Using a parameterised, theoretical procedural skin facilitates management of offset thicknesses, etc. and allows top level design changes, for example modifications to OML features or ply zone thicknesses, to be incorporated easily and quickly into all of the IML models. The provision of procedural construction histories provides design traceability.
To optimise the airframe structure design for ease of manufacture, the Nominal Structure IML 26 is approximated with a certain number of singly- curved surface facets within a specified maximum allowable chord-height error (d). This allows the outer flange surface machining to be carried out in a low number of passes, for example by flank machining (using the side of a cutter), rather than by expensive, time-consuming scan machining processes, such as ball milling (with the end of a cutter). If the surface cannot be approximated by the specified number of facets within the maximum allowable chord-height error, a warning is given; one or both of the chord-height allowance and the number of facets is then adjusted to enable the surface to be approximated. Doubly- curved surfaces may be approximated with singly-curved facets. A procedural model of a faceted surface may be created to enable procedural definition of faceted surfaces for the Nominal Structure IML 26. The automatic generation of faceted surfaces from the procedural faceted surface allows rapid updating of the datum faceted surfaces following line changes or parameter modification, etc.

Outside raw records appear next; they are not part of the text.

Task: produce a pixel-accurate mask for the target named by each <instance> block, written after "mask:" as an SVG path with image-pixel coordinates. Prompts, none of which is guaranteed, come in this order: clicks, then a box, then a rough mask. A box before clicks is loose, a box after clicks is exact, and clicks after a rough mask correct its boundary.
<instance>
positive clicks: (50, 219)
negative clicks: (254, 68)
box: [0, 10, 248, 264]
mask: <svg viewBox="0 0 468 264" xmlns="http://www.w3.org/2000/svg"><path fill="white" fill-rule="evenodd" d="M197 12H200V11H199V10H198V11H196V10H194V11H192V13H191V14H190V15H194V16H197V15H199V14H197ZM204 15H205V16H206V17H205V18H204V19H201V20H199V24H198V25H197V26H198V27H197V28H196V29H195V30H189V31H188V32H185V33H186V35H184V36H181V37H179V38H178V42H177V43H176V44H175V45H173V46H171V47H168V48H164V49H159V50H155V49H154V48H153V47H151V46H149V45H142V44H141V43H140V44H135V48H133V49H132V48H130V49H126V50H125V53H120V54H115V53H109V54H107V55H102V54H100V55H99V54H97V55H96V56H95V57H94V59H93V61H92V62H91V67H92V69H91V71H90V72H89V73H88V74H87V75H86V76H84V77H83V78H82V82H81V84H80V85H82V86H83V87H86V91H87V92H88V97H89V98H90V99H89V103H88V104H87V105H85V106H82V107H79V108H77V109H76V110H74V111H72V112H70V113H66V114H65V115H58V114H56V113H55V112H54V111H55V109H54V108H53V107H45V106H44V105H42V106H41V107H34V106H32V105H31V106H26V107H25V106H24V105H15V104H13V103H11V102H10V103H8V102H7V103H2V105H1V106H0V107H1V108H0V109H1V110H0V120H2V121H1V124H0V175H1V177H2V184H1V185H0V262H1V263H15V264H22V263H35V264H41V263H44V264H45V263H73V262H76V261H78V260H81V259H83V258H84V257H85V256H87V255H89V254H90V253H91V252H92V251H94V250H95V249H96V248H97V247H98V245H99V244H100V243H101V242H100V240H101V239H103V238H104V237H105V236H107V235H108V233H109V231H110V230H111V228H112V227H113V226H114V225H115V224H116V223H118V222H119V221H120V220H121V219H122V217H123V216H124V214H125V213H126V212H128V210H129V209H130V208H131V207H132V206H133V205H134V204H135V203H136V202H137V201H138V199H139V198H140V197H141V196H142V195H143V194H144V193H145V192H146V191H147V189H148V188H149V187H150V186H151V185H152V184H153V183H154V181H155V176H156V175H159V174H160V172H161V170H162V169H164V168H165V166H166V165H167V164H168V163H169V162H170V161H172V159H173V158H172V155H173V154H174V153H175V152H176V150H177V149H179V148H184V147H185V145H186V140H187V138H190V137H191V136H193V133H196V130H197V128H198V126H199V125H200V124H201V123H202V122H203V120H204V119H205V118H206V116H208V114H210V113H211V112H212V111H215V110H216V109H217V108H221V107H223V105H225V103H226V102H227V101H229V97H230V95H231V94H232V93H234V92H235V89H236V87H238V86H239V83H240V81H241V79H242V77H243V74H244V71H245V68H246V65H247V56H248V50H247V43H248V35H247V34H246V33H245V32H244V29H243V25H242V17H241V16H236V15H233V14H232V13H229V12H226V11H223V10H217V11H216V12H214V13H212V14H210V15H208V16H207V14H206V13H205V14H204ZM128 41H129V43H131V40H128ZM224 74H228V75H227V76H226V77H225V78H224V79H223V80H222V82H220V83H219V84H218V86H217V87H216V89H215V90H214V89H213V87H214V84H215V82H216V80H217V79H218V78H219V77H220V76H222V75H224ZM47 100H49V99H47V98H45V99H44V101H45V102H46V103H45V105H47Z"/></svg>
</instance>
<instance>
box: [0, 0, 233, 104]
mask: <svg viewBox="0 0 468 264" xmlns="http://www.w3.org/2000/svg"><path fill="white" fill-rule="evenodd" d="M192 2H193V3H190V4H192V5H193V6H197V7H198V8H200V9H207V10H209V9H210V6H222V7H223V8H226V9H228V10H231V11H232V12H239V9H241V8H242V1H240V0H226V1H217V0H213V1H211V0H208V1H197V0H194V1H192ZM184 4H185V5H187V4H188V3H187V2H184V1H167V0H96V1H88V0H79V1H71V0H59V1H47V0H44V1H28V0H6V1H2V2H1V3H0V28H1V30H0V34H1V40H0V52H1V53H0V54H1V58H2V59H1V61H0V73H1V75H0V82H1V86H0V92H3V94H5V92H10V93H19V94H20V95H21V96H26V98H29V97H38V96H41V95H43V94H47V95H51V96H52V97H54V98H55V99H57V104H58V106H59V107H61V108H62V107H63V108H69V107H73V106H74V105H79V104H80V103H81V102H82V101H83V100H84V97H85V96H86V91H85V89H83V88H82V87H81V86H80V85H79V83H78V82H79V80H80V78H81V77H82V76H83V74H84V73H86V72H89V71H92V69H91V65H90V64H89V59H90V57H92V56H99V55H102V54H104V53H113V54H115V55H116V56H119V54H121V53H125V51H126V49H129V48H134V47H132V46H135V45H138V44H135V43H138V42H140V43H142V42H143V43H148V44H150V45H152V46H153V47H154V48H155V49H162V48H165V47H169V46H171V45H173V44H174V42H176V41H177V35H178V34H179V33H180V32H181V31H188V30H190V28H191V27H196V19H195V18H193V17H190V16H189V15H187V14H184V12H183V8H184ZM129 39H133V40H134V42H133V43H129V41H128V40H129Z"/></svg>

Similarly, the Nominal Structure IML 26 may be offset and approximated with a certain number of planar surface facets. A constant web angle (θ) between the web plane 32 of the substructure and each facet is maintained for efficient manufacturing. For a twisting substructure, i.e. a structure with a Nominal Structure IML 26 having a curvature perpendicular to the spar or rib, the flange thickness must vary if a constant angle is to be maintained. A
minimum flange thickness (t) is therefore specified to ensure the structure of the spar or rib is not compromised. Alternatively, the flange thickness may be maintained. In this case, the angle between the web plane 32 and each facet is varied. Having now described various embodiments it will be understood by the skilled person that numerous modifications can be made. The process for the design of airframe structures is applicable to different constructions of component layers, for example composite skins and composite substructure, composite skins and metallic substructure, and any other combination of these materials. This invention is not limited to airframes but may be applied to any complex blended body structure, for example racing cars or ships.
As an alternative to constructing isolated datum copies of the IMLs within the same master model, multiple master models may be produced, each dedicated to one IML. These can then be saved as linked copies rather than isolated copies; as the master model is changed to take into account modifications to the design, the linked copies of the IMLs and any associated solid models are automatically updated wherever they are in use.
It will also be appreciated that the methods of generating drop slope surfaces and faceted surfaces described herein may be applied independently of each other and of the other features of the invention.